Read: Psalm 137
How shall we sing the LORD’s song in a foreign land? (v. 4)
The choir processed from the back of the slum church, their feet shuffling over the dirt floor, their voices somber in their native South Sudanese Bari tongue. We were deep in a slum of Uganda’s largest city, Kampala. I had worshiped with the Bari many times but never heard a sad song. “What are they singing?” I asked. “Psalm 137,” came the reply. Psalm 137! Why that? It ends by blessing the ones who dash Babylon’s babies against the rocks!
Then I remembered verse 4. The captors of Babylon taunted their Judean captives, forcing them to sing happy songs of Zion, their home. But the captives mournfully acknowledged reality: they were in a foreign land, far from home. On that day in Kampala, my Bari refugee friends gave voice to their lament. They were far from their home in Sudan seeking a new life in the strange land of Uganda. They helped me see the psalm in a new light, which gave insight to my prayers as I thought about all the refugees in the world who miss home.

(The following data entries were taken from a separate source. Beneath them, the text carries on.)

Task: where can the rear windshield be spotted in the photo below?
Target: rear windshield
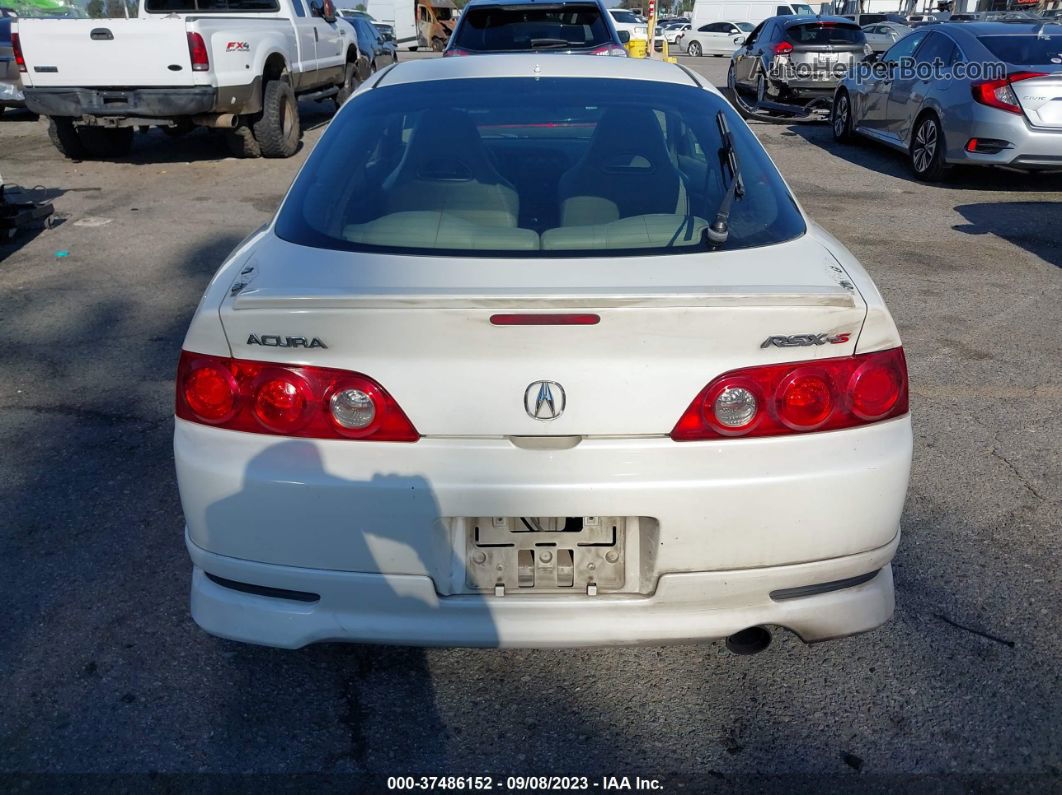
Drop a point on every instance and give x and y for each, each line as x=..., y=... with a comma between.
x=533, y=168
x=228, y=6
x=825, y=33
x=1026, y=49
x=534, y=28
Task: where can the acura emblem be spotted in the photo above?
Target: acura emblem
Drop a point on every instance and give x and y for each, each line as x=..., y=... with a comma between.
x=544, y=400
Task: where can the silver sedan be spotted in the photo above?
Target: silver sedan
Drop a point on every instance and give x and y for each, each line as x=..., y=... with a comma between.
x=714, y=38
x=987, y=93
x=883, y=35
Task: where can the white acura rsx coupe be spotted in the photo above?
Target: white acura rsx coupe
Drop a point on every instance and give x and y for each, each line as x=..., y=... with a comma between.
x=541, y=351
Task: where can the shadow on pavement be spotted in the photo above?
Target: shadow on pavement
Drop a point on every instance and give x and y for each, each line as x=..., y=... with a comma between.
x=1025, y=224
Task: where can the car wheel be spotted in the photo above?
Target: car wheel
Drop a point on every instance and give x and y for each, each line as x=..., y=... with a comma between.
x=65, y=138
x=927, y=150
x=241, y=141
x=106, y=143
x=347, y=87
x=841, y=118
x=277, y=131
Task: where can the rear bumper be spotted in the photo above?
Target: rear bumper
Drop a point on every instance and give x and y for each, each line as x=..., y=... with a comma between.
x=139, y=102
x=1031, y=148
x=406, y=609
x=391, y=508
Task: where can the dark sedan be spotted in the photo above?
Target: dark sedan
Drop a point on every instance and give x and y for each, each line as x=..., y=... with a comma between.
x=374, y=51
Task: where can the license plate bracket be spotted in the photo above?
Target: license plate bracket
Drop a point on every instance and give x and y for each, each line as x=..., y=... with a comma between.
x=546, y=554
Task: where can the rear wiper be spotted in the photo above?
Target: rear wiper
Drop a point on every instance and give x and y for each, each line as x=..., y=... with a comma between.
x=719, y=229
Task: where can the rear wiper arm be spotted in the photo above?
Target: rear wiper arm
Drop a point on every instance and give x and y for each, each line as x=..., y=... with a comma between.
x=719, y=229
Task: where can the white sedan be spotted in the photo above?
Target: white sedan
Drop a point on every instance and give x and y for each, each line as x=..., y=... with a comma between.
x=541, y=351
x=714, y=38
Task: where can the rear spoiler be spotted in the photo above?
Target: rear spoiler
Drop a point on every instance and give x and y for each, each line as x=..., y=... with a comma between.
x=781, y=295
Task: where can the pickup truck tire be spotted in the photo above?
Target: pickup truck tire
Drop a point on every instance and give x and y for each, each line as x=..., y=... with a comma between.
x=241, y=141
x=65, y=138
x=105, y=143
x=277, y=130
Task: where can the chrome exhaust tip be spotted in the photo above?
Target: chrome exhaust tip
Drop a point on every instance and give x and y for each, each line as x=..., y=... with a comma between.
x=753, y=640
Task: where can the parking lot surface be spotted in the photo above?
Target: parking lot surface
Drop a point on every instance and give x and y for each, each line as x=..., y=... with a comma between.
x=103, y=671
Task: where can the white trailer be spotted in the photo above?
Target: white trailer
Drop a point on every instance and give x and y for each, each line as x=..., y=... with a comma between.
x=743, y=11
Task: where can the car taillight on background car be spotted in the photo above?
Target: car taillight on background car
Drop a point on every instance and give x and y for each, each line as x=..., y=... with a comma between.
x=998, y=92
x=799, y=397
x=16, y=47
x=198, y=52
x=609, y=50
x=288, y=400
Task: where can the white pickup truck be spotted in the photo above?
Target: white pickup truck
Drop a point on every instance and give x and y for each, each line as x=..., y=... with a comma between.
x=237, y=65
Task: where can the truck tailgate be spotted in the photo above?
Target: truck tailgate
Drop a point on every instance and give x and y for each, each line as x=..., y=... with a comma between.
x=106, y=52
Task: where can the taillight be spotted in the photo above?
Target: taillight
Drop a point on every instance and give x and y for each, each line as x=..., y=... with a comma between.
x=998, y=93
x=197, y=49
x=799, y=397
x=288, y=400
x=16, y=47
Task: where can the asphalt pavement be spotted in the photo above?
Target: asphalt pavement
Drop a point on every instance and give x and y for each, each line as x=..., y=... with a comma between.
x=103, y=671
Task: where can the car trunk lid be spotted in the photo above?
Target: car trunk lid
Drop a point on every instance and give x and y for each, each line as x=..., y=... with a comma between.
x=422, y=327
x=824, y=46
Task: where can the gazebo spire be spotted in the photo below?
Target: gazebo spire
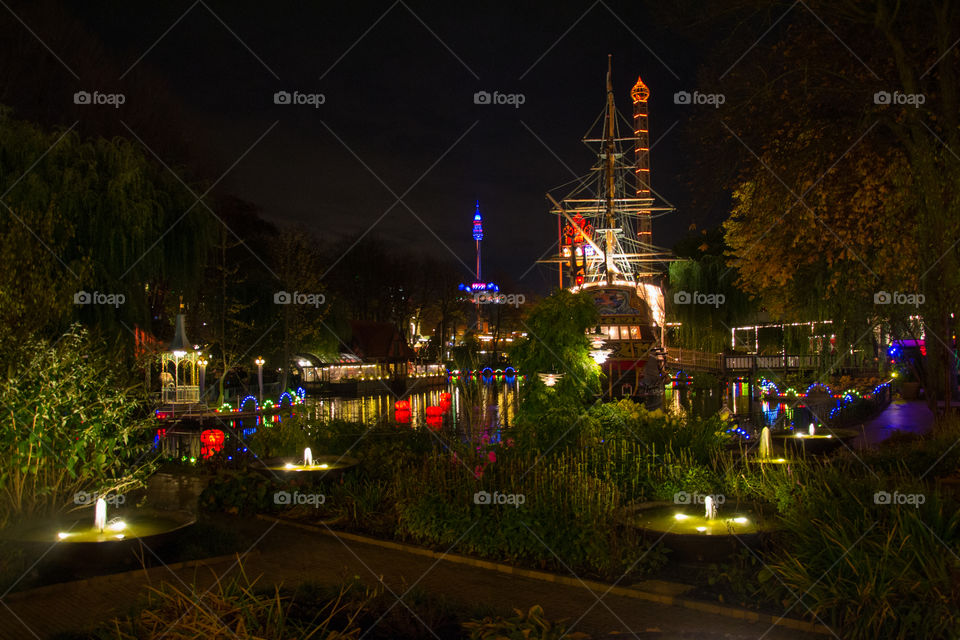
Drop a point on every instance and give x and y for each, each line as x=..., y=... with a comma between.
x=180, y=344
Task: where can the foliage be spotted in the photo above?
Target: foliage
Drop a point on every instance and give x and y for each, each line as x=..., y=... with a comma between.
x=567, y=517
x=872, y=570
x=531, y=625
x=287, y=437
x=69, y=426
x=233, y=608
x=700, y=438
x=557, y=341
x=78, y=215
x=706, y=326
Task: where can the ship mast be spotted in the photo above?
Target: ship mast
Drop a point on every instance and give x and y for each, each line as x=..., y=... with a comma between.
x=610, y=150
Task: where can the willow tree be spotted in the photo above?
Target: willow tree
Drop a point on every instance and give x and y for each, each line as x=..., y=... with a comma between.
x=703, y=270
x=89, y=215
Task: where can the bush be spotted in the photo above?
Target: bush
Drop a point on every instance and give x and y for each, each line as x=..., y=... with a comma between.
x=70, y=426
x=568, y=518
x=872, y=570
x=531, y=625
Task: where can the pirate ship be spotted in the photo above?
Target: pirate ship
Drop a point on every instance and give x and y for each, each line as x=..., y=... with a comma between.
x=604, y=227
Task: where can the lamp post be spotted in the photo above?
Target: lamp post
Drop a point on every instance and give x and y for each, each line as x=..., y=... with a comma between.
x=260, y=362
x=202, y=363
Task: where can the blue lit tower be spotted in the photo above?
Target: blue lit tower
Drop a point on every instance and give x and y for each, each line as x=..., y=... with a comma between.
x=479, y=286
x=478, y=235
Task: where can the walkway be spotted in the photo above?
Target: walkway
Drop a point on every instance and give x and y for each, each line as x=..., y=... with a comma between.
x=288, y=555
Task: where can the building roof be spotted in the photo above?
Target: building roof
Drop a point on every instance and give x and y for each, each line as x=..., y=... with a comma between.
x=378, y=341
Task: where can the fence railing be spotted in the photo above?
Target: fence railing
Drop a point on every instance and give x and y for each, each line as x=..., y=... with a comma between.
x=182, y=393
x=692, y=360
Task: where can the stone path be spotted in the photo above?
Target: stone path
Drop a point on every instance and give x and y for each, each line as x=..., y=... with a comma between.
x=287, y=555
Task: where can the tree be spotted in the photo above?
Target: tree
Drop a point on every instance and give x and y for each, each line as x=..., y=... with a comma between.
x=71, y=425
x=848, y=188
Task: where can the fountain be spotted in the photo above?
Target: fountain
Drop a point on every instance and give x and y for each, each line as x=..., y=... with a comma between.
x=97, y=542
x=710, y=509
x=812, y=442
x=322, y=465
x=100, y=515
x=708, y=535
x=766, y=444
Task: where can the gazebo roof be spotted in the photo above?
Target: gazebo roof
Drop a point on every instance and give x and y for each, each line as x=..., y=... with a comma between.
x=180, y=341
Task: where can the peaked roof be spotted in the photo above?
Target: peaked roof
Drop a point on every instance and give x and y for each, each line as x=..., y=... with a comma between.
x=379, y=341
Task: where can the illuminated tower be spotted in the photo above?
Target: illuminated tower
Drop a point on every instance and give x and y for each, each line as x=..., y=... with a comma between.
x=641, y=150
x=480, y=289
x=478, y=235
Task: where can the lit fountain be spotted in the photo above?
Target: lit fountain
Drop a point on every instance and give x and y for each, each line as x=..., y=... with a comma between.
x=313, y=465
x=131, y=526
x=686, y=531
x=765, y=452
x=812, y=443
x=710, y=509
x=100, y=515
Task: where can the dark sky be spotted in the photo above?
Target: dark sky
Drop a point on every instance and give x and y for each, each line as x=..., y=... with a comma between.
x=399, y=81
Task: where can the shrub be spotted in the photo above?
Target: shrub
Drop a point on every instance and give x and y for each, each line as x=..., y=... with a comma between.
x=872, y=570
x=531, y=625
x=70, y=426
x=568, y=518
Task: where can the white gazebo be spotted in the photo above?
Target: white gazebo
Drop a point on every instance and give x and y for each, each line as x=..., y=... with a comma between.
x=180, y=367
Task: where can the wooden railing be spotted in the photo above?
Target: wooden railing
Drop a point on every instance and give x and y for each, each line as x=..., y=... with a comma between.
x=691, y=360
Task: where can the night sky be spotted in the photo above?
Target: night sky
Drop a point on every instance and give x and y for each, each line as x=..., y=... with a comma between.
x=399, y=118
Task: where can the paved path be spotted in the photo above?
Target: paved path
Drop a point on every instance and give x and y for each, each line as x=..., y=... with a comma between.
x=912, y=417
x=288, y=555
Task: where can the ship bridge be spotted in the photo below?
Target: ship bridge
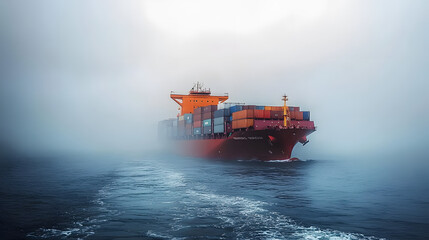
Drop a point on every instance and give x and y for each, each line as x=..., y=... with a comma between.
x=197, y=97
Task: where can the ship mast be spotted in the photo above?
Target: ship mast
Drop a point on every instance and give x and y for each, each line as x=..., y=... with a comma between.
x=285, y=112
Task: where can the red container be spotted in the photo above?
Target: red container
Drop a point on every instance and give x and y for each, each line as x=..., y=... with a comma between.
x=294, y=109
x=276, y=115
x=207, y=115
x=242, y=123
x=267, y=114
x=245, y=107
x=181, y=123
x=198, y=110
x=188, y=131
x=197, y=117
x=299, y=116
x=259, y=114
x=267, y=124
x=198, y=124
x=210, y=108
x=228, y=127
x=302, y=124
x=249, y=113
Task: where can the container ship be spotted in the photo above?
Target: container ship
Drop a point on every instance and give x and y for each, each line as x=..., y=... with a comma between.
x=234, y=131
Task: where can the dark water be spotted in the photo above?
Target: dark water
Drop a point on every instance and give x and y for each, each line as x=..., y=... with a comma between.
x=165, y=197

Allowing for lament gives space to our longing, reminding us that this is not what we were destined for. The Bari worship returned later to joy with familiar and happy jump dancing, living into a future where Christ restores what is lost and reconciles all things to his glory. Where do you lament today? Give space to the longing, then return to living in hope. —Jon Opgenorth
As you pray, ask God to be with all those who long for home today.